While many investors may be tempted to shortlist funds based on recent performance, this may not be an ideal approach. Choosing the right fund is more crucial than picking the best performing funds, says Jason Monteiro of Prabhudas Lilladher.
While many investors may be tempted to shortlist funds based on recent performance, this may not be an ideal approach. Choosing the right fund is more crucial than picking the best performing funds, says Jason Monteiro of Prabhudas Lilladher. A top performing fund today, may not necessarily be a top performing fund tomorrow, he explains.
Sushruth Sunder of FE Online recently interviewed Jason Monteiro, AVP- MF Research & Content at Prabhudas Lilladher who shares interesting insights on the ideal holding period for mutual funds, factors to consider while investing in mutual funds and things to keep in mind while investing through SIPs. Here are edited excerpts:
A recent AMFI report noted that a whopping 51% of equity assets get withdrawn before a year gets over. Is there an ideal holding period for mutual funds?
When investing in equity mutual funds or equities in general, ideally, one should keep an investment horizon of 3-5 years, if not more. Unfortunately, investors tend to churn their portfolio based on the recent performance of their funds. Most retail investors tend to enter at the fag end of a bull run, but when the market underperforms, they tend to panic and redeem their investments. This behavioural trait deprives investors the world over from generating long-term wealth. The best way to deal with this is to align investments to financial goals, and stick to a financial plan.

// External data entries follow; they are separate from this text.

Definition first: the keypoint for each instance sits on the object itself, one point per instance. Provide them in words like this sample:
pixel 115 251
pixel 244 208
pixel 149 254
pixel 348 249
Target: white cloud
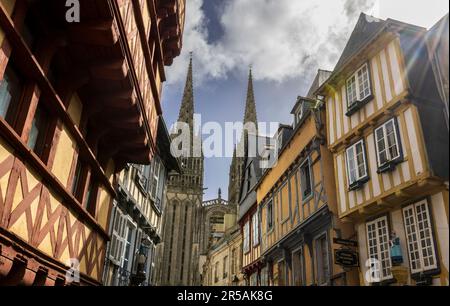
pixel 281 39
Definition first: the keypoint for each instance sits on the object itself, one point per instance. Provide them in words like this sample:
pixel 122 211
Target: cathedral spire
pixel 187 104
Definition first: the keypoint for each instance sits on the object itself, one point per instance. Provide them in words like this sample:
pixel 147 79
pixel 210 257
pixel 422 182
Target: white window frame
pixel 246 243
pixel 355 78
pixel 355 159
pixel 280 140
pixel 271 215
pixel 311 180
pixel 374 251
pixel 387 146
pixel 117 238
pixel 255 229
pixel 299 113
pixel 416 245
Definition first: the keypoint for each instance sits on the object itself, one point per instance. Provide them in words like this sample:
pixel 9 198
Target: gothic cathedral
pixel 178 264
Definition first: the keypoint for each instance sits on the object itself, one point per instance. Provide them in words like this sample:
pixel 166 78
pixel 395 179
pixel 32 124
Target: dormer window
pixel 359 90
pixel 299 113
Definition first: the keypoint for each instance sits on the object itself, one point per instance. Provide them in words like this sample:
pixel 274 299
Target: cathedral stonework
pixel 191 227
pixel 178 264
pixel 237 163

How should investors go about while choosing funds to invest in? What factors should they consider?
Choosing the right fund is more crucial than picking the best performing funds. Most investors select a fund by looking at the recent performance. Simply looking at past performance is not the ideal approach. A top performing fund today, may not necessarily be a top performing fund tomorrow.

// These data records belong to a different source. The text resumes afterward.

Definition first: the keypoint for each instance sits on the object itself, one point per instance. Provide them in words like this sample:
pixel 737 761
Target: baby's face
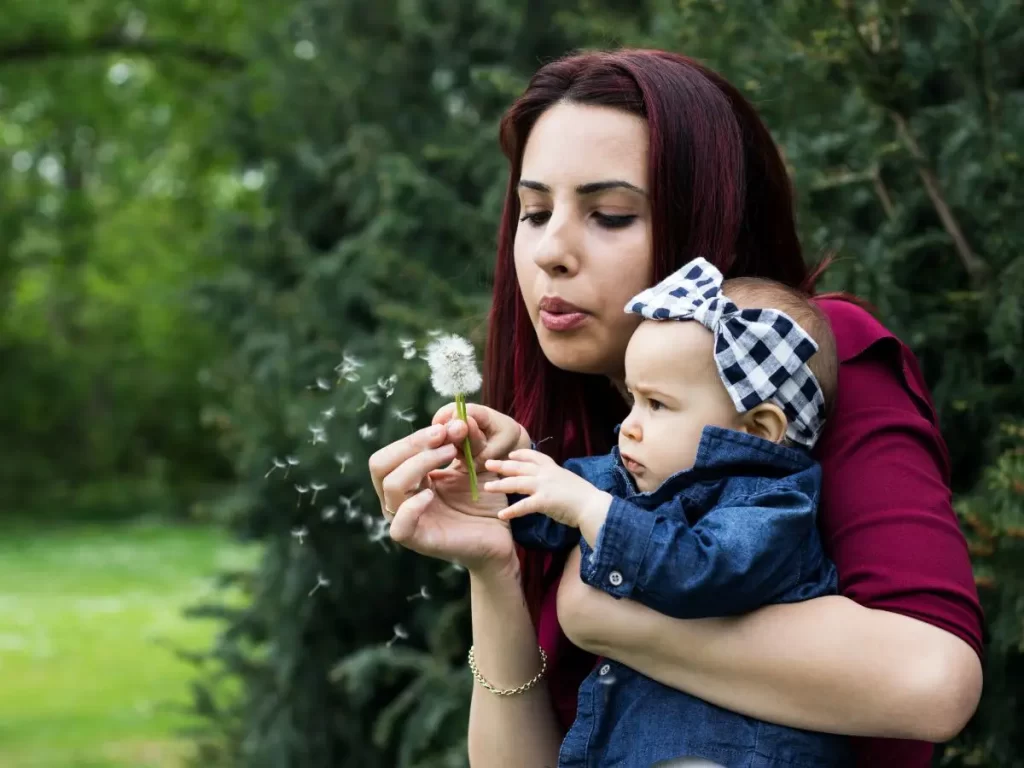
pixel 671 373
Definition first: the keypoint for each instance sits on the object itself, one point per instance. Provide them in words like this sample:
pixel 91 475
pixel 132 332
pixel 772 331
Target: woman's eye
pixel 537 218
pixel 609 221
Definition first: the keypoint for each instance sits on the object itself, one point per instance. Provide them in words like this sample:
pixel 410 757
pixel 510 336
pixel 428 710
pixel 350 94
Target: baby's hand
pixel 560 495
pixel 492 434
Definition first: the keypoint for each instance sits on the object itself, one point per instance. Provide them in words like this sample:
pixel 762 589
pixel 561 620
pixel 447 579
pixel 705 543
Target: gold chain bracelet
pixel 508 691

One needs to look at quantitative, as well as, qualitative factors when short-listing mutual funds. The quantitative aspect should cover how the fund has performed on a risk-adjusted basis (Sharpe Ratio is a good indicator) over multiple timeframes, spanning from 1-3 years, and if it has generated an above-average alpha versus the benchmark over the periods. Apart from this, one needs to look at qualitative aspects, such as the fund house integrity and fund manager pedigree before zeroing on the right fund.
The right asset allocation depends on ones investment horizon and risk appetite. For an investment horizon of three years or more, an aggressive investor can keep an 80:20 (Equity:Debt) exposure. Moderate investors can invest equally across equity and debt, while conservative investors can keep an 20:80 ratio. For a personalised asset allocation plan, it would be best to consult a registered investment advisor.
What advice would you like to give to retail investors investing through SIPs?
When investing though SIPs, one must remember that the primary objective is to lower the average cost of the investments. Thus, the key to earn positive returns is to keep the systematic investments active, especially when the market underperforms. When the markets turnaround, is when the true advantage of investing through SIPs will be realised. Given the deep correction in Mid Cap and Small Cap Funds, now would be a good time to start a SIP or increase your exposure in these categories of funds, keeping an investment horizon of 3-5 years.